Is there any way to find out what the problem is?

Superskyyy commented 1 year ago

Hello this is not the same problem related to forking. It seems like its not a problem with skywalking agent but with Django?

I can access it normally through python manage.py run without reporting an error, but there will be a problem through gunicorn. Finally, I refer to skywalking.apache.org/docs/skywalking-python/next/en/setup/faq/how-to-use-with-uwsgi, and the same problem occurs through uwsgi.

Is there any way to find out what the problem is?

Is everything fine when you use uwsgi/gunicorn Django without enabling skywalking agent? Thanks.

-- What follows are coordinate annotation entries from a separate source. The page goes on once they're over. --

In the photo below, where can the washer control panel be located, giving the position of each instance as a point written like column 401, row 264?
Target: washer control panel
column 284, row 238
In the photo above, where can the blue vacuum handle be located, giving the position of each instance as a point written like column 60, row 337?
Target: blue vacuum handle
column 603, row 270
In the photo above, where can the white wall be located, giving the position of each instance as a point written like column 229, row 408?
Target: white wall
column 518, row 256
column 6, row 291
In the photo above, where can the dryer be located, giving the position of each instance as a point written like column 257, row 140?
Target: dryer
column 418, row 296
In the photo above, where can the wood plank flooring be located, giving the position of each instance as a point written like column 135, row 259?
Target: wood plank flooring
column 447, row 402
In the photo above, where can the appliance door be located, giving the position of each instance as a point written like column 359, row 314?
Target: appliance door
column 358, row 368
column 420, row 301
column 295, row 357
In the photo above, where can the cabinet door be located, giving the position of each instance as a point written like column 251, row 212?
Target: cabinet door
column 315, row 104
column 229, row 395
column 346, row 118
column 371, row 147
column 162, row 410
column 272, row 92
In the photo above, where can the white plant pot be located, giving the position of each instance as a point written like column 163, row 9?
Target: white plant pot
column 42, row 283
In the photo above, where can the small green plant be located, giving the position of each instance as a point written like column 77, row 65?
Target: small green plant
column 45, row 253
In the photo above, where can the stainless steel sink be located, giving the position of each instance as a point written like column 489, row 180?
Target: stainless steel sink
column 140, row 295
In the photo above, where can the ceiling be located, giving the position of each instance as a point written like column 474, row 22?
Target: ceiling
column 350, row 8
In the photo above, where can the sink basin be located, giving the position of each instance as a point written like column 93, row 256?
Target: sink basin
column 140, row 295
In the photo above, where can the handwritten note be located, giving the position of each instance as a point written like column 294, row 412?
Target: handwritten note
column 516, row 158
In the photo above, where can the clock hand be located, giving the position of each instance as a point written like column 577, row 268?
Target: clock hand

There could be bug in the plugins as they cannot be comprehensively tested. In the case of

span.tag(TagDbInstance((this.connection.db or b'').decode('utf-8')))
AttributeError: 'str' object has no attribute 'decode'`

Probably the plugin was outdated and it should be without the .decode('utf-8') part, can you remove it and see if everything works>? @weiwei-9527

JvvYou commented 1 year ago

@Superskyyy It is normal without enabling the agent. When I start with gunicorn, the debugging code and execution results are as follows:

        span.tag(TagDbType('mysql'))
        print(this.connection.db)
        print(type(this.connection.db))
        #span.tag(TagDbInstance((this.connection.db or b'').decode('utf-8')))
        span.tag(TagDbStatement(query))

result: b'self-healing' <class 'bytes'> self-healing <class 'str'> self-healing <class 'str'> self-healing <class 'str'> self-healing <class 'str'> self-healing <class 'str'> self-healing <class 'str'>

JvvYou commented 1 year ago

I finally referred to the solution of # 7457, specified post_fork in gunicorn, and encountered a similar # 7457 problem.

Superskyyy commented 1 year ago

@Beancurd-vv @pacific28 @WinterWaterWarm FYI 1.0.0 is voting soon, prefork server support is added and can be automatically injected without postfork hooks.